Although both huskies and malamutes share wolf-like traits, malamutes are larger and heavier than huskies. Husky males are around 53-60 cm tall while a female is around 50-56 cm. Male Malamutes measure about 64 cm and females 58 cm. Husky males weigh between 20 and 27 kg and females between 16 and 22 kg. In contrast, Malamutes can vary widely in weight. Most weigh between 34 and 38 kg, but some can weigh more than 45 kg.

Huskies come in different colors. He can also appear to be wearing a white mask with different shades of hair around his face.

Malamutes range in color from light gray to black or sable to red, while their bellies, feet, and parts of their legs are mostly white. His face will also have white markings, usually around his forehead and neck.

Both dogs have very thick fur, bushy tails, and pricked ears. Huskies are faster than malamutes, but the malamute’s larger size means it’s the stronger of the two dogs.

Both Huskies and Malamutes can have brown or blue eyes, one blue or multi-colored eye. A husky’s ears are medium-sized, triangular in shape and sit high on the head. A Malamute’s ears are similar in shape, but are set further apart on the head.

A husky has a muzzle of medium length and width, tapering slightly towards the nose. Its nose can be black or pink, which is called a snow nose. A Malamute’s snout is bulkier and the same width from the face to the tip of the nose. A Malamute’s nose is usually black, although they can also have a snow-pink nose.

Both huskies and malamutes have bushy tails. Malamutes also have a corkscrew tail, which they use to keep their face warm.

Malamute vs. Husky Grooming and Shedding

Both dogs are built for extreme cold and have a lot of hair. A husky has a double coat with shoulder-length hair.

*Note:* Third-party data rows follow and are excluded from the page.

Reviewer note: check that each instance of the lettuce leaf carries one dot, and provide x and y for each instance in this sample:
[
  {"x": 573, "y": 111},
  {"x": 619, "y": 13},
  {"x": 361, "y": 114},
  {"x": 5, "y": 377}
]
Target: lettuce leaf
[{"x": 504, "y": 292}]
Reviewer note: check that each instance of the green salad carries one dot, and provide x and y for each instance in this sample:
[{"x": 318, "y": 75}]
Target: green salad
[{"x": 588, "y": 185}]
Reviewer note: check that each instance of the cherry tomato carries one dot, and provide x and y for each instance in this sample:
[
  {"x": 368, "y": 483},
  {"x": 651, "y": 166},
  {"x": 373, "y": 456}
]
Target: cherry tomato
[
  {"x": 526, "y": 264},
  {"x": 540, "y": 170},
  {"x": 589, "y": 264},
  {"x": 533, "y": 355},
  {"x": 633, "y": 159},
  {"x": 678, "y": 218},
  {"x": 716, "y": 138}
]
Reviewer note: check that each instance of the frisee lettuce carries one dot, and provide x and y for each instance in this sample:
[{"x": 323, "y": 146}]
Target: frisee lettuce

Its topcoat is smooth and its undercoat is soft and dense. Their thick fur, which keeps them warm in winter, will also shed (a lot) in spring and fall. In cooler climates, however, they tend to shed less. However, huskies are fairly clean breeds and tend to clean themselves. They don’t give off much odor or need brushing too often, just lots of brushing, especially during the shedding season. Brush them at least once a week throughout the year and daily when they fall off.

Malamutes also have a dense double coat. Its top layer is thick and rough and is called the protective layer. An inch or two thick, their undercoat is oily and woolly and is designed to keep them warm and repel moisture. A Malamute’s coat is longer on the shoulders, neck, and back. Also, her thigh-length hair can look like pants at times. Malamutes shed twice a year and their hair can fall out in clumps. Like a husky, they are fairly odorless and rarely need a bath unless they’re rolling around in something smelly. They also clean like huskies. Brush them at least once a week throughout the year and daily when they shed.

Malamute vs Husky exercise

Since both dogs are pack animals, they will enjoy participating in family activities and playing. Huskies are very energetic dogs and enjoy lots of intense exercise, around 30-60 minutes a day. They would be a great companion for hikes, long walks, runs or just to accompany you in your own activities. Malamutes also need plenty of exercise to stay happy and avoid boredom. As a working dog breed, they love to do chores around the house, but will also enjoy running, playing, or going for walks.

Be careful in the summer months – this thick coat means both dogs can easily overheat in hot weather.

Malamute vs Husky Health

Both Huskies and Malamutes have a life expectancy of 12 to 15 years. Both breeds are healthy but can suffer from certain health issues. Huskies can develop eye problems such as cataracts, corneal dystrophy, and progressive retinal atrophy. Malamutes can also suffer from cataracts, are prone to hip dysplasia and hypothyroidism.